The listeners reply "E-so," or "Tea-tu." ("Certainly,"or "Be it well.")
In the times of our forefathers, under Thunder Mountain was a village called K'iákime ("Home of the Eagles"). It is now in ruins; the roofs are gone, the ladders have decayed, the hearths grown cold. But when it was all still perfect, and, as it were, new, there lived in this village a maiden, the daughter of the priest-chief. She was beautiful, but possessed of this peculiarity of character: There was a sacred spring of water at the foot of the terrace whereon stood the town. We now call it the Pool of the Apaches; but then it was sacred to Kólowissi (the Serpent of the Sea). Now, at this spring the girl displayed her peculiarity, which was that of a passion for neatness and cleanliness of person and clothing. She could not endure the slightest speck or particle of dust or dirt upon her clothes or person, and so she spent most of her time in washing all the things she used and in bathing herself in the waters of this spring.
Now, these waters, being sacred to the Serpent of the Sea, should not have been defiled in this
way. As might have been expected, Kólowissi became troubled and angry at the sacrilege committed in the sacred waters by the maiden, and he said: "Why does this maiden defile the sacred waters of my spring with the dirt of her apparel and the dun of her person? I must see to this." So he devised a plan by which to prevent the sacrilege and to punish its author.
When the maiden came again to the spring, what should she behold but a beautiful little child seated amidst the waters, splashing them, cooing and smiling. It was the Sea Serpent, wearing the semblance of a child,—for a god may assume any form at its pleasure, you know. There sat the child, laughing and playing in the water. The girl looked around in all directions—north, south, east, and west—but could see no one, nor any traces of persons who might have brought hither the beautiful little child. She said to herself: "I wonder whose child this may be! It would seem to be that of some unkind and cruel mother, who has deserted it and left it here to perish. And the poor little child does not yet know that it is left all alone. Poor little thing! I will take it in my arms and care for it."
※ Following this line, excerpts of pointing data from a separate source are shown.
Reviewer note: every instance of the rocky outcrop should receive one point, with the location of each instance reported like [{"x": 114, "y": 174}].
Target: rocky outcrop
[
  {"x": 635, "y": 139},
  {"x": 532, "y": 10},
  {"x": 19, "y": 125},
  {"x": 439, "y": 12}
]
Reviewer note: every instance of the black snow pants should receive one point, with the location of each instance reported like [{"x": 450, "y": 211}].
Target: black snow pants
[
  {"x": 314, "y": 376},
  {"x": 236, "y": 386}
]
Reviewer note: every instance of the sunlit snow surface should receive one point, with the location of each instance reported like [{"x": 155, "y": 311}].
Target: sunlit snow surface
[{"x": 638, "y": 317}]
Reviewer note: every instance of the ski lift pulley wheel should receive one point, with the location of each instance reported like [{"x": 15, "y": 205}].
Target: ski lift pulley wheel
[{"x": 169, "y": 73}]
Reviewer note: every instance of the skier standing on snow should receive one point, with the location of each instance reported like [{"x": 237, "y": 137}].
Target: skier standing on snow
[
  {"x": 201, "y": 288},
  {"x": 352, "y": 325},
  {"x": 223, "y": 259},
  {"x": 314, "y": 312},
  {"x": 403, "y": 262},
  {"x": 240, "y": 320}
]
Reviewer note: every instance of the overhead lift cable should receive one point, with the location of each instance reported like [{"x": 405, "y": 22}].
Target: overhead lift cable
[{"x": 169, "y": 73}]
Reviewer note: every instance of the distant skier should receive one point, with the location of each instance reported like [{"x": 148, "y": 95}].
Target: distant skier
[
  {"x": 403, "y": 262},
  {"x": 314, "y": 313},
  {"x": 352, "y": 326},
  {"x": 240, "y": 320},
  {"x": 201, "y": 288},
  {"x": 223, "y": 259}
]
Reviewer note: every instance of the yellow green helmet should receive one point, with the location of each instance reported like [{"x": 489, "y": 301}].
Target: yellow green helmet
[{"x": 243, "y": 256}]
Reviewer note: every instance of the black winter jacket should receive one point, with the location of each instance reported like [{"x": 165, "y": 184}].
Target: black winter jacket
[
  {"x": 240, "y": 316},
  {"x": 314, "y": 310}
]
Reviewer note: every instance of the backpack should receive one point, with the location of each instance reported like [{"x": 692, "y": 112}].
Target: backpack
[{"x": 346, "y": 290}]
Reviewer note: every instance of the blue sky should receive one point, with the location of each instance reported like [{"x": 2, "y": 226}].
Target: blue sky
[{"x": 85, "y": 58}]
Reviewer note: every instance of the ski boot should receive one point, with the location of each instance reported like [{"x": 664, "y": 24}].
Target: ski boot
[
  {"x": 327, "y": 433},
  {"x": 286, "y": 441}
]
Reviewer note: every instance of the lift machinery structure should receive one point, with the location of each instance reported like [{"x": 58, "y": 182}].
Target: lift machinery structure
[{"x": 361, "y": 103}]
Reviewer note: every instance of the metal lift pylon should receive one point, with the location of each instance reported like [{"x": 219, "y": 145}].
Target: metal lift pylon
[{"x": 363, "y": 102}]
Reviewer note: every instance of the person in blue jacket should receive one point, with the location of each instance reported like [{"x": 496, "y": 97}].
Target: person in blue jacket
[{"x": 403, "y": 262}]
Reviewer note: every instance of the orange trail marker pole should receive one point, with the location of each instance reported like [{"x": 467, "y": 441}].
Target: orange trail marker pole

The maiden then talked softly to the young child, and took it in her arms, and hastened with it up the hill to her house, and, climbing up the ladder, carried the child in her arms into the room where she slept.
Her peculiarity of character, her dislike of all dirt or dust, led her to dwell apart from the rest
of her family, in a room by herself above all of the other apartments.
She was so pleased with the child that when she had got him into her room she sat down on the floor and played with him, laughing at his pranks and smiling into his face; and he answered her in baby fashion with cooings and smiles of his own, so that her heart became very happy and loving. So it happened that thus was she engaged for a long while and utterly unmindful of the lapse of time.
Meanwhile, the younger sisters had prepared the meal, and were awaiting the return of the elder sister.
"Where, I wonder, can she be?" one of them asked.
"She is probably down at the spring," said the old father; "she is bathing and washing her clothes, as usual, of course! Run down and call her."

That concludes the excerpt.